July 17, 2010
busy season..
woah, i cannot believe i haven't posted anything in over a month! things here have been pretty crazy.....working a lot, preparing for the little one, living out of a suitcase. this weekend we are out of town which is so nice! an opportunity to step away from the hectic busy schedule of life :)
i am so grateful that everything is going so well...all of my tests from the doctor, etc. have come back great and the little guy seems to be doing well! i can't believe how time is going by so fast....less than 3 months or so to go! i'm going to post some more very soon but while i have this down time i'm going to pick up my bible and read some.... much love.....
June 19, 2010
June 18, 2010
time.
"to everything there is a season, and a time to every
purpose under heaven. .....He has made
everything beautiful in its time."
ecc. 3
purpose under heaven. .....He has made
everything beautiful in its time."
ecc. 3
i guess for now i will patiently wait. things are about to change. really change! and this is only for a short, temporary season. i miss my sweet long times with Jesus and just sitting in His presence and reading the word for hours. i miss all of that so much. it's amazing how seasons change and time goes by so quickly. though life is so busy right now, i know the Lord sees this. i know that He sees my heart and desires. i can only pray that He will continue to soften my heart and prepare me.
June 09, 2010
content.
my oh my has it been busy lately. i've definitely worked more this summer than any summers past. i guess that is a good thing, being that a lot of people are out of work now days. i'm just glad that summer is here! i am a little sad that i haven't been able to work on photography stuff as much, however. hopefully work will slow down just a little.

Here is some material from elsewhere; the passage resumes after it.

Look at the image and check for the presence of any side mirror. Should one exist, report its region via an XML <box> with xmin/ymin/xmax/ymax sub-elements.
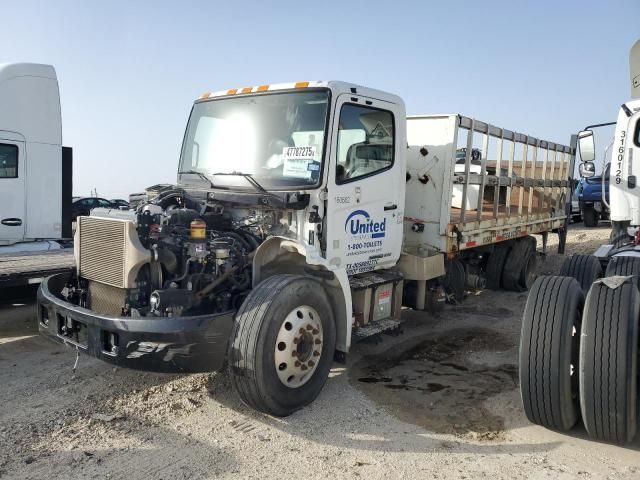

"do not spoil what you have by desiring what you have not;
remember that what you now have was once among the things you only hoped for.”
lately i've been having that little thing called wanderlust. you know it? i keep re-living the times when i was in germany, walking the old farm road and hiding in windmills. or the time when i was in malaysia, visiting the busy streets of kuala lumpur. or the times when i was in costa rica and argentina, having so much fun with all the little kids and hearing them laugh at me because of my poor spanish. (sigh) the memories. it's so hard to not imagine not going anywhere far for a while...every year since i was fifteen i've traveled somewhere distant. but now in this season of my life, there is this kind of bittersweet feeling of saying goodbye to my wanderlust. i know that the Lord has placed in me a heart for the nations for some reason or another. maybe sometime in the future, we will do missionwork elsewhere. but for now, in this moment, i am learning to stay put and be content. i can't really keep re-living those old memories because new precious memories are about to be made. i'm thankful for His grace that reminds me that i am to live in the moment right now. to trust. no matter what city i'm in. no matter if i'm busy, or not. no matter how much i want to be somewhere else. this is where i am now, and i am thankful........ "godliness with contentment is great gain."